“La riorganizzazione della sanità territoriale in Puglia richiede oggi scelte rapide che valorizzino tutte le professionalità già presenti nel sistema sanitario regionale. – aggiunge Anelli – Il servizio di emergenza territoriale 118 rappresenta un presidio essenziale per garantire la tutela della salute dei cittadini pugliesi, soprattutto nella stagione estiva, quando il sistema sanitario regionale è chiamato a fronteggiare una domanda assistenziale inevitabilmente più elevata a causa della presenza di migliaia di turisti sul territorio”.
“Occorre però guardare oltre la funzione tradizionale del 118 legata esclusivamente alla gestione delle emergenze-urgenze sul territorio. – precisa Anelli – I medici dell’emergenza territoriale costituiscono oggi una risorsa strategica fondamentale nella costruzione dei nuovi modelli organizzativi previsti dalla riforma dell’assistenza territoriale. Le competenze maturate da questi professionisti nella gestione delle patologie tempo-correlate – come infarto, ictus, insufficienze respiratorie acute e altre condizioni cliniche ad elevata criticità – così come nella collaborazione con i medici di famiglia per le riacutizzazioni di patologie croniche, rappresentano un patrimonio professionale di straordinario valore che può essere messo al servizio di una più efficiente organizzazione della rete assistenziale regionale”.

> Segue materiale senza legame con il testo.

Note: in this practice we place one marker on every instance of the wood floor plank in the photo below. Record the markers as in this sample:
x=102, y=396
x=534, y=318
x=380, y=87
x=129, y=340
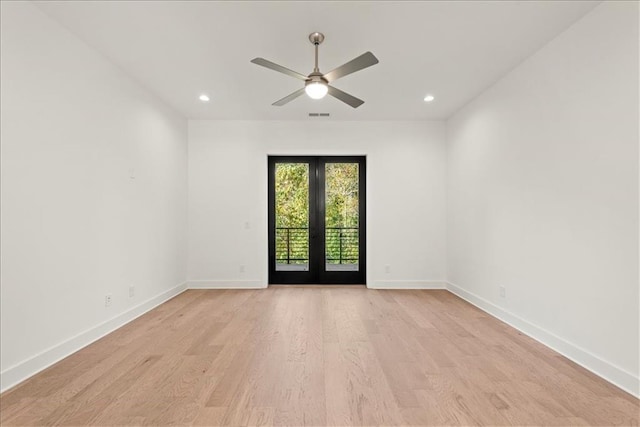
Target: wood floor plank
x=318, y=356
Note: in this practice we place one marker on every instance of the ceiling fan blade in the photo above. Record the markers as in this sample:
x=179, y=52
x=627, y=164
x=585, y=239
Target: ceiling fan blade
x=345, y=97
x=279, y=68
x=288, y=98
x=365, y=60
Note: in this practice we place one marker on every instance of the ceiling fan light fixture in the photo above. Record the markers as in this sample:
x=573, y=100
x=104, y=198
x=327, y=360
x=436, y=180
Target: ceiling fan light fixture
x=316, y=90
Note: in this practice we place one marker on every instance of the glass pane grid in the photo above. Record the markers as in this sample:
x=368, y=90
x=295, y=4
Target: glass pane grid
x=342, y=217
x=292, y=216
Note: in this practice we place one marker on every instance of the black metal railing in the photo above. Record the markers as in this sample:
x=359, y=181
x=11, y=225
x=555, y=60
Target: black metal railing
x=341, y=245
x=292, y=245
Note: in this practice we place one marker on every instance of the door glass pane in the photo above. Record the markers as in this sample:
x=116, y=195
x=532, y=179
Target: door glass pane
x=292, y=216
x=342, y=217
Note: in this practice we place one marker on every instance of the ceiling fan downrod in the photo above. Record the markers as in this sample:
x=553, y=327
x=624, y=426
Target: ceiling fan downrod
x=316, y=38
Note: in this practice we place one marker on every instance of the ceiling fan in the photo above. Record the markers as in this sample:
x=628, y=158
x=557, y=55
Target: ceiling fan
x=317, y=84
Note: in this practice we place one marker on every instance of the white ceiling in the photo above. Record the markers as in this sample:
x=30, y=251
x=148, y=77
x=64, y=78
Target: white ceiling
x=453, y=50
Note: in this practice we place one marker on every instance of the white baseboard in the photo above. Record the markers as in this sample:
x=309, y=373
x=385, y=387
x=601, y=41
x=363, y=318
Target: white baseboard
x=226, y=284
x=407, y=284
x=23, y=370
x=615, y=375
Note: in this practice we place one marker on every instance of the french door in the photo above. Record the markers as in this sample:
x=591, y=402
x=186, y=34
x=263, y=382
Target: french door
x=317, y=221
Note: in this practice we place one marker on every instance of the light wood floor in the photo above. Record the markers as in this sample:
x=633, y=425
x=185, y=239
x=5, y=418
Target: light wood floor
x=322, y=356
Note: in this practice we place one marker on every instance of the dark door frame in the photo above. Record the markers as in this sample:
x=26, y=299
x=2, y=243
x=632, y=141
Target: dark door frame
x=317, y=273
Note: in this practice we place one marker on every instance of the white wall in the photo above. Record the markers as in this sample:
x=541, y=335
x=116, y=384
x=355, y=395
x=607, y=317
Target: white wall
x=543, y=195
x=75, y=226
x=228, y=187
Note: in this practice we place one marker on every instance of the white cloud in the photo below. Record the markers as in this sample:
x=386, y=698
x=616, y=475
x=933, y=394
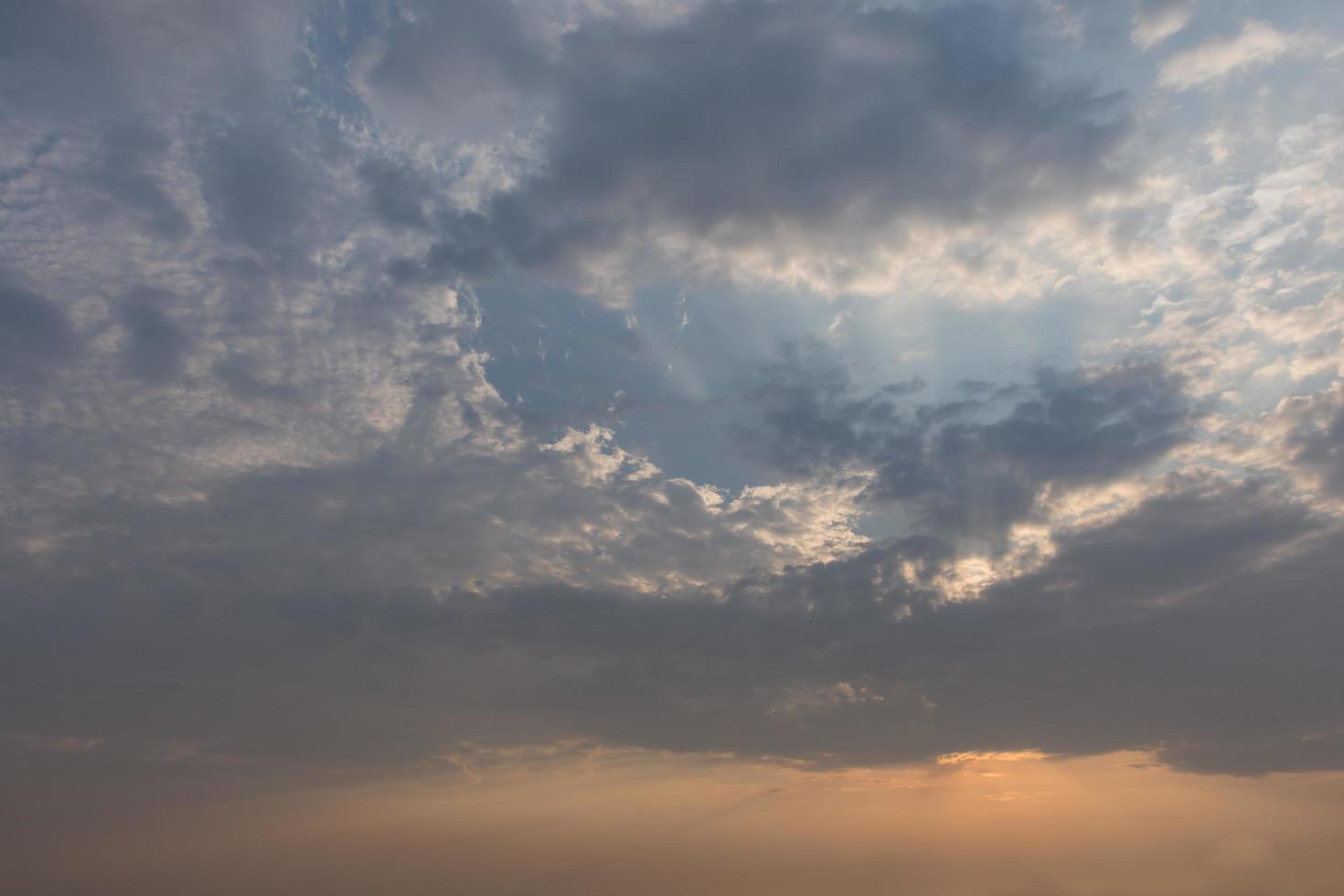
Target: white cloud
x=1257, y=45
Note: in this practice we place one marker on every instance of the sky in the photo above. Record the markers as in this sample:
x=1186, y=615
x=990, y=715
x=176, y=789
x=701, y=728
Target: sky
x=672, y=446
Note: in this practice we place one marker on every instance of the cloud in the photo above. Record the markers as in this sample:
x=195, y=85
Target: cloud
x=974, y=475
x=157, y=348
x=1155, y=20
x=1312, y=432
x=1257, y=45
x=37, y=338
x=752, y=129
x=1129, y=638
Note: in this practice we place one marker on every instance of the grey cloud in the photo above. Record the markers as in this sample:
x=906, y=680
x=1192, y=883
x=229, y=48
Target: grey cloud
x=752, y=123
x=1315, y=435
x=258, y=188
x=157, y=348
x=966, y=473
x=454, y=68
x=123, y=171
x=35, y=336
x=397, y=192
x=80, y=58
x=1187, y=626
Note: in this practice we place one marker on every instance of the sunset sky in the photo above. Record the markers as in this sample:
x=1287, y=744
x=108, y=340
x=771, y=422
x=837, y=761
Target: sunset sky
x=655, y=448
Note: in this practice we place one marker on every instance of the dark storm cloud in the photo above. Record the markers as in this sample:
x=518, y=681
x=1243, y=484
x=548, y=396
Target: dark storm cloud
x=1187, y=626
x=971, y=475
x=35, y=336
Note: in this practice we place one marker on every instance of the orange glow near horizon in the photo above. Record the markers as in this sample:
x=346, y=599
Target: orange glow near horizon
x=586, y=821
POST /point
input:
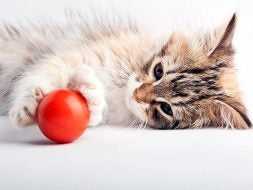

“La presenza capillare delle postazioni del 118 e l’integrazione operativa dei medici dell’emergenza all’interno delle future Case di Comunità possono contribuire in maniera determinante alla costruzione di percorsi assistenziali innovativi, capaci di intercettare precocemente i bisogni di salute e, soprattutto, di ridurre significativamente gli accessi impropri ai Pronto Soccorso. È arrivato il momento di completare questo percorso. La firma dell’accordo regionale non può più attendere”. – conclude Anelli.